Many historians refer to the infamous Stonewall Riots as the start of the equal rights movement for the LGBTQ community, but the bold “sip-in” at Julius happened three years before Stonewall.

LGBTQ history tours always make a stop at the bar because of that important moment in history.

“People know a little about Stonewall , there was a riot, and then there was liberation, right?
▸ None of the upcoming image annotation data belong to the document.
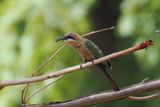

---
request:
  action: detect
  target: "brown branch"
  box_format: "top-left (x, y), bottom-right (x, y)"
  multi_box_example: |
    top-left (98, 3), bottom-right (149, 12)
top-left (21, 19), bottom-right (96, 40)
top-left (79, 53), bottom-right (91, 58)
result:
top-left (81, 26), bottom-right (115, 37)
top-left (0, 40), bottom-right (153, 89)
top-left (127, 92), bottom-right (160, 101)
top-left (22, 80), bottom-right (160, 107)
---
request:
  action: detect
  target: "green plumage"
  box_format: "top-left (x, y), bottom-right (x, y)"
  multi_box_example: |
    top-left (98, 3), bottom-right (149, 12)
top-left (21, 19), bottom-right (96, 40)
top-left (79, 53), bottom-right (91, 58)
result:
top-left (84, 39), bottom-right (119, 91)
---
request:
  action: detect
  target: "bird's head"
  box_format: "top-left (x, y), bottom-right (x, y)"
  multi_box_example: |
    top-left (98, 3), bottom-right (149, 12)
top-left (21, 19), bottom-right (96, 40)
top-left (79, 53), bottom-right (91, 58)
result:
top-left (56, 32), bottom-right (81, 46)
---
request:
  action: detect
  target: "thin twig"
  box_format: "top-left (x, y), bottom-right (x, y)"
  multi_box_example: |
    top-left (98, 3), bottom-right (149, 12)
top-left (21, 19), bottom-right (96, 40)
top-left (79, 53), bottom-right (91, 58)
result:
top-left (21, 80), bottom-right (160, 107)
top-left (127, 92), bottom-right (160, 101)
top-left (0, 40), bottom-right (153, 88)
top-left (81, 26), bottom-right (115, 37)
top-left (26, 75), bottom-right (63, 102)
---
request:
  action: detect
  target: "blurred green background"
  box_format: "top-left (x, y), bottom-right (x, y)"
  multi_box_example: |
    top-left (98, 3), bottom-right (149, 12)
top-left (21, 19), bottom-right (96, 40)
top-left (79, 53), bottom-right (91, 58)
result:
top-left (0, 0), bottom-right (160, 107)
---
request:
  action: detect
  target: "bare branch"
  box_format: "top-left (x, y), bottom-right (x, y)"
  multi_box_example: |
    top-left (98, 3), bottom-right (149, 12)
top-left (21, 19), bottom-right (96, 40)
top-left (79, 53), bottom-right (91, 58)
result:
top-left (22, 80), bottom-right (160, 107)
top-left (82, 26), bottom-right (115, 37)
top-left (0, 40), bottom-right (153, 89)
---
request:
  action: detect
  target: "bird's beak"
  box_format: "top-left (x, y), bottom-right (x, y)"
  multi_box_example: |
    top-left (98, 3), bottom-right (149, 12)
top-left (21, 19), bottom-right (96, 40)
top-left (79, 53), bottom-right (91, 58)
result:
top-left (56, 37), bottom-right (66, 42)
But they don’t know the steps before," said Jillian Courtney, an Urban Adventures Tour Guide. "That event was sort of a tipping point for the community."

Earlier this year, the iconic Stonewall Inn also reached out to patrons and supporters to help keeps its doors open.

The landmark bar where the gay rights movement began 51 years ago was "crippled" financially, it's owners said, with mounting bills and irreparable damage after the city's bar scene was put on PAUSE along with so much of the economy earlier this spring.

By the end of June, Stonewall had raised hundreds of thousands of dollars to keep the business afloat.

Julius' hopes for a similar outcome.

"Today," Buford said, "Julius' welcomes all people to share in the history and to preserve it's legacy."